SASE or zero trust? Why security teams should be using both - Help Net Security

SASE or zero trust? Why security teams should be using both
As companies continue to navigate increasingly distributed environments, the question of zero trust is coming up more and more – as is the relationship between this framework and secure access service edge (SASE). Many security teams are looking to better understand zero trust security and SASE, including whether or not they are mutually exclusive or compatible.

SASE zero trust

So, what exactly are each of these security models, and how can companies determine which one will be more appropriate for their security teams as they seek to protect the broader business from cyber threats?

The short answer is that they are highly complementary. In fact, in almost any case, the two work better when used together to support security teams striving to ensure that the company’s digital footprint does not expand beyond their control.

Navigating rapid digital transformation amid the COVID-19 pandemic
Historically, companies have relied on VPNs to provide employees working remotely with a secure “tunnel” into the on-premises network. VPNs are dependent on the notion of a clear network perimeter. Users that are deemed trustworthy can move freely inside, while everything on the outside is denied access.

Even before the rapid shift to remote work caused by COVID-19, the effectiveness of this model was weakening due to a number of critical flaws. The perimeter-based security approach does not account for the threat of insider attacks or the fact that non-employees may need access. Perhaps most remarkably, if a cybercriminal gains access via methods such as VPN credential abuse, they are typically able to move laterally across resources on the network without any restrictions.

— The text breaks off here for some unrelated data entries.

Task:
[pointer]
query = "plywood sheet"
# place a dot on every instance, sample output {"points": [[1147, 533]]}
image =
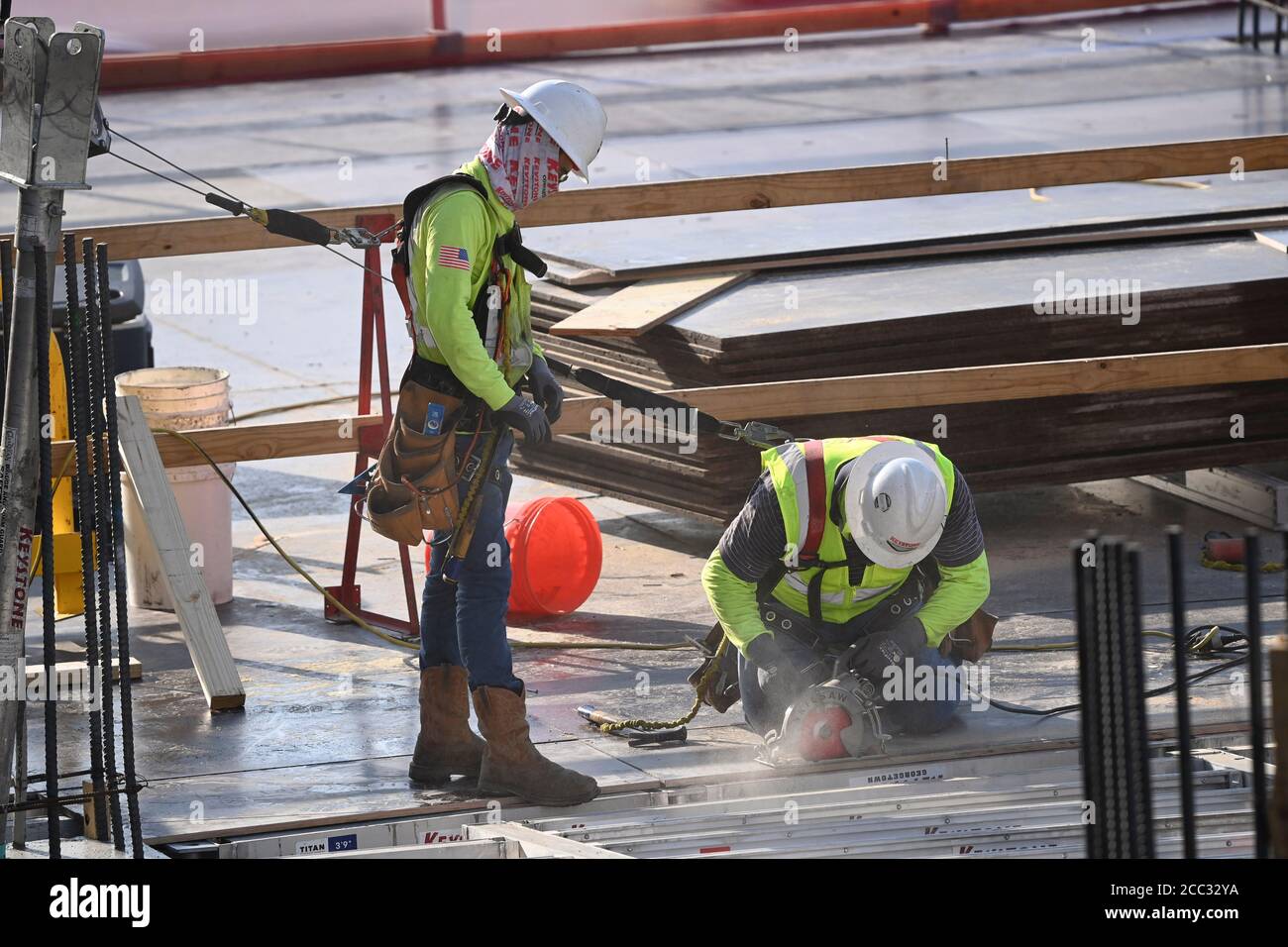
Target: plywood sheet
{"points": [[645, 304]]}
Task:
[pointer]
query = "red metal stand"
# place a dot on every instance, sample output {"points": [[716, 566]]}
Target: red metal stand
{"points": [[370, 441]]}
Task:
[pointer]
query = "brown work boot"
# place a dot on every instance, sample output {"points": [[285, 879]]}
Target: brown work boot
{"points": [[511, 766], [446, 745]]}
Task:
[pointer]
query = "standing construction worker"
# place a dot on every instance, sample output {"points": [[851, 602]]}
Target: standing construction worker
{"points": [[471, 318], [872, 508]]}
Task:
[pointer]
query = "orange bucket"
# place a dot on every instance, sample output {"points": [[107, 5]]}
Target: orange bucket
{"points": [[555, 556]]}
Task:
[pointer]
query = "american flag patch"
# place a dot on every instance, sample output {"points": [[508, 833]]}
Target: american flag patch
{"points": [[454, 257]]}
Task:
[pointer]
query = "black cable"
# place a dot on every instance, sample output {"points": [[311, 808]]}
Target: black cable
{"points": [[165, 159], [119, 575], [1155, 692], [204, 195], [156, 172]]}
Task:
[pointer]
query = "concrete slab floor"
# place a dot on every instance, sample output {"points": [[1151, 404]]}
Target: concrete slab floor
{"points": [[330, 711]]}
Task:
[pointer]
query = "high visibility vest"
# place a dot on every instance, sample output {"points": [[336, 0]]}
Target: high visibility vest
{"points": [[838, 596], [519, 348]]}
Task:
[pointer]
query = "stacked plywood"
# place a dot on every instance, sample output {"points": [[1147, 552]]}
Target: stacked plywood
{"points": [[949, 313]]}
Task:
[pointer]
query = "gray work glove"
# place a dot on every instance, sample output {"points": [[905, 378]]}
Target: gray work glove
{"points": [[527, 418], [888, 647], [545, 389]]}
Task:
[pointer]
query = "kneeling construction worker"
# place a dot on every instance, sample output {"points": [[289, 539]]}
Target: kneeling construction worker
{"points": [[471, 318], [825, 557]]}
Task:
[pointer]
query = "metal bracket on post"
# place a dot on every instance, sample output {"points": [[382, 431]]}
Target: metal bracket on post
{"points": [[47, 114]]}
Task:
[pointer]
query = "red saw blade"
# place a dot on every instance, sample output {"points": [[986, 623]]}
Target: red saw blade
{"points": [[820, 735]]}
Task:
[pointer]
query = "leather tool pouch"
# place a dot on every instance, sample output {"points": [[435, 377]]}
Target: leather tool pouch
{"points": [[970, 639], [720, 690], [413, 487]]}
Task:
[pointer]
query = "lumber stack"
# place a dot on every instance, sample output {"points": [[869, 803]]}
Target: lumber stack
{"points": [[1223, 294]]}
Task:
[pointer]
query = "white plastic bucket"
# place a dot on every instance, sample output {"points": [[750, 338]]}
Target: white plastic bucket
{"points": [[183, 398]]}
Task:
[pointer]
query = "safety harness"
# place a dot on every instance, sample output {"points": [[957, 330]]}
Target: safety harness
{"points": [[807, 558], [510, 244]]}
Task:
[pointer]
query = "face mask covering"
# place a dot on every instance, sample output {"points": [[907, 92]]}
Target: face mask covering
{"points": [[523, 163]]}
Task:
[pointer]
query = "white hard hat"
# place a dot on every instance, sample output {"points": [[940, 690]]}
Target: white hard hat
{"points": [[896, 502], [570, 115]]}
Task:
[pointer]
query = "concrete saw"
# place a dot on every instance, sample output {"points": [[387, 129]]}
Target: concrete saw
{"points": [[835, 719]]}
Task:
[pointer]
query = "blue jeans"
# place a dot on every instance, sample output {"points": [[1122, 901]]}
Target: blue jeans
{"points": [[764, 702], [464, 624]]}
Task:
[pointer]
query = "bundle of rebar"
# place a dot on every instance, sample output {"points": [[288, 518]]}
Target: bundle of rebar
{"points": [[91, 424], [1112, 678]]}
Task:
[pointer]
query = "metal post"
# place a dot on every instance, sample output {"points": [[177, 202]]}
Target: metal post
{"points": [[1183, 688], [39, 217], [43, 151], [47, 558], [1252, 575]]}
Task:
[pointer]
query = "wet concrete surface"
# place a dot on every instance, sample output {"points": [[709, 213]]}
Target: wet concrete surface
{"points": [[330, 712]]}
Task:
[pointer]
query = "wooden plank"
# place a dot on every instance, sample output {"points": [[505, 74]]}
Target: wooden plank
{"points": [[755, 192], [592, 277], [254, 441], [797, 398], [987, 382], [648, 303], [196, 613], [68, 673]]}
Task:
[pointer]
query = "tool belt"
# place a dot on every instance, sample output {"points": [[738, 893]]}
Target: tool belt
{"points": [[413, 486]]}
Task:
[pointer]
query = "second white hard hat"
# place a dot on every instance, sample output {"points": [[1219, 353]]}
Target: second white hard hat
{"points": [[571, 115], [896, 504]]}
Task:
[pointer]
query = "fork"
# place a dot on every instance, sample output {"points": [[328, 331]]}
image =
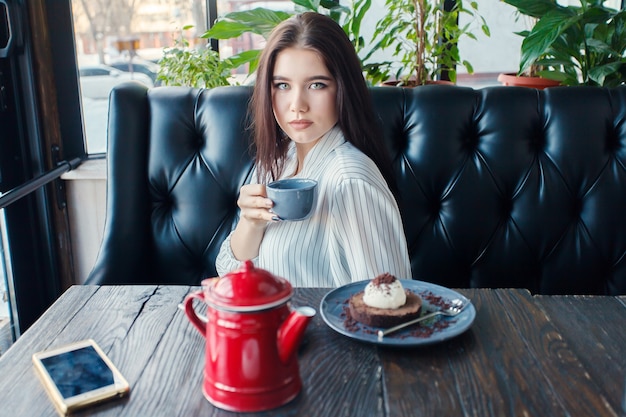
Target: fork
{"points": [[456, 307]]}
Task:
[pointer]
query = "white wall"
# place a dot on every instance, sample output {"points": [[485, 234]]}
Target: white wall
{"points": [[494, 54]]}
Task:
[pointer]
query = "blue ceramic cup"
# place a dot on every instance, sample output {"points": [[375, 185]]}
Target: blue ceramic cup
{"points": [[293, 198]]}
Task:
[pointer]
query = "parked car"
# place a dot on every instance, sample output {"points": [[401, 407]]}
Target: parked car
{"points": [[97, 81], [138, 66]]}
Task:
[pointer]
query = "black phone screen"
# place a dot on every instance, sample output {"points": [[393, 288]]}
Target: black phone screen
{"points": [[78, 371]]}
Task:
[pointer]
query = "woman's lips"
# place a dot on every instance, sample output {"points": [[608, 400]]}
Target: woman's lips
{"points": [[300, 124]]}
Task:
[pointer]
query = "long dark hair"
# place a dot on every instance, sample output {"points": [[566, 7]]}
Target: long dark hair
{"points": [[357, 121]]}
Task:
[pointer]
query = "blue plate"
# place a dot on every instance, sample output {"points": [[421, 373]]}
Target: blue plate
{"points": [[335, 303]]}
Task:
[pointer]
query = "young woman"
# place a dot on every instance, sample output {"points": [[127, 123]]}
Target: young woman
{"points": [[313, 118]]}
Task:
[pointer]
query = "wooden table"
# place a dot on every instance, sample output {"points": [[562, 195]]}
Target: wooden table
{"points": [[523, 356]]}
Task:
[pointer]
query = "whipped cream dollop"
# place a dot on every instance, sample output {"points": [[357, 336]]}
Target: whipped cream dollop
{"points": [[384, 291]]}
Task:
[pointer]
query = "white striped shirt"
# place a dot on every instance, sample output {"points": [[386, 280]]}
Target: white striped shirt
{"points": [[355, 232]]}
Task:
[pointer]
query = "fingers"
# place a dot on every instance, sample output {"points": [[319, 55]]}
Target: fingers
{"points": [[254, 204]]}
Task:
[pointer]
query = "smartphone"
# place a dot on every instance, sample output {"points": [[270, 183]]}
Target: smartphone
{"points": [[78, 375]]}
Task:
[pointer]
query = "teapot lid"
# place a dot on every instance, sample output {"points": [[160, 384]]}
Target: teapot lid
{"points": [[248, 289]]}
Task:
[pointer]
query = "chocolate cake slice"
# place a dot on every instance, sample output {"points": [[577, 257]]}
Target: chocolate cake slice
{"points": [[383, 317]]}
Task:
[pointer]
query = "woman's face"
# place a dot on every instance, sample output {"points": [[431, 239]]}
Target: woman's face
{"points": [[303, 96]]}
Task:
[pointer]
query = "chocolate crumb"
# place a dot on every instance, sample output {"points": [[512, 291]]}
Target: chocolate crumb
{"points": [[385, 278], [424, 330]]}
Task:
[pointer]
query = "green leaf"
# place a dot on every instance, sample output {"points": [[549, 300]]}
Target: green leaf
{"points": [[543, 35], [533, 8]]}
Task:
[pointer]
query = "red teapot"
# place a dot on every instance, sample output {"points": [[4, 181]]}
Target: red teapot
{"points": [[252, 336]]}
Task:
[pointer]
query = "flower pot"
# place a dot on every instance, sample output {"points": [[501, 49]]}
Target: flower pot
{"points": [[411, 83], [532, 82]]}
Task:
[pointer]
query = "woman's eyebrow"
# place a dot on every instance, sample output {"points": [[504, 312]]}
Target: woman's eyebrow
{"points": [[315, 77]]}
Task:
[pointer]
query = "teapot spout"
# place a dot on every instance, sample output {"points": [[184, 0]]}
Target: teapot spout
{"points": [[291, 331]]}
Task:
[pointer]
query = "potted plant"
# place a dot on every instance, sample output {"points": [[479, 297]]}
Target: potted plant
{"points": [[194, 67], [574, 45], [423, 36], [261, 21]]}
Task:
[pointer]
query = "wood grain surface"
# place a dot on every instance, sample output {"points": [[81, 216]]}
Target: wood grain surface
{"points": [[523, 356]]}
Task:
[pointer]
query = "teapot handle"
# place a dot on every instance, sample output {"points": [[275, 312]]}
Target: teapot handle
{"points": [[191, 312]]}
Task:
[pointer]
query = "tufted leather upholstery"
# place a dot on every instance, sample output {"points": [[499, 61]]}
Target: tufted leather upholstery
{"points": [[500, 187]]}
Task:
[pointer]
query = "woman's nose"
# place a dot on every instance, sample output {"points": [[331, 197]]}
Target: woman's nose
{"points": [[298, 103]]}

COVID-19 has dramatically transformed the workplace and pushed IT teams to revisit their infrastructure to balance security with productivity. Zero trust and SASE solutions are being adopted together because they help organizations unite a least-privilege access approach with an architecture that streamlines how highly distributed users and cloud resources are secured.

Rethinking cybersecurity strategies for the distributed workforce
Company environments are becoming increasingly dispersed as the remote workforce pushes more applications to the cloud. Organizations are looking to secure their expanding surface areas with policies that enforce least-privilege access control via technologies like zero trust network access (ZTNA), secure web gateway (SWG), and cloud access security broker (CASB) – to name a few.

However, when the above technologies are deployed in a one-off fashion, it can leave organizations manually replicating policies across different dashboards. This takes time (and therefore costs money), but also limits consistent visibility and control across the IT ecosystem. This issue is compounded as more solutions are deemed necessary and deployed.

While zero trust is a way of thinking that focuses on appropriate authentication and secure access to data and systems on an as-needed basis, SASE refers to cloud-delivered platforms deployed at the edge which provide wide-ranging protections anyplace data reaches. As integrated platforms that consist of an array of complementary solutions, SASE offerings are crucial when following a zero trust framework.

Stronger security via streamlined management
Sometimes the effort to follow zero trust security principles can inadvertently drive up the amount of deployed point products and produce unanticipated disparities in protection across use cases. SASE addresses this challenge by helping organizations preserve and sustain common security controls across all enterprise resources. This ensures consistency by helping security teams remove blind spots that can arise due to disparate tools and solutions. SASE offerings typically offer CASB, SWG and ZTNA functionality to achieve this.

Security teams can configure policies that safeguard SaaS apps, control access to web destinations, identify shadow IT, and secure apps on-premises from a sole control point with a single dashboard for configuring wide-ranging policies. This provides not only consistent, comprehensive protections, but also consolidated ease of management, saving your organization time and money.

Achieving the best of both worlds
For most companies, the conventional perimeter their security teams once managed has now been gone for an entire year; and there won’t be any going back. By uniting SASE and zero trust, organizations can establish and maintain an environment that reliably enforces security procedures for any interaction on or off premises – through one unified platform.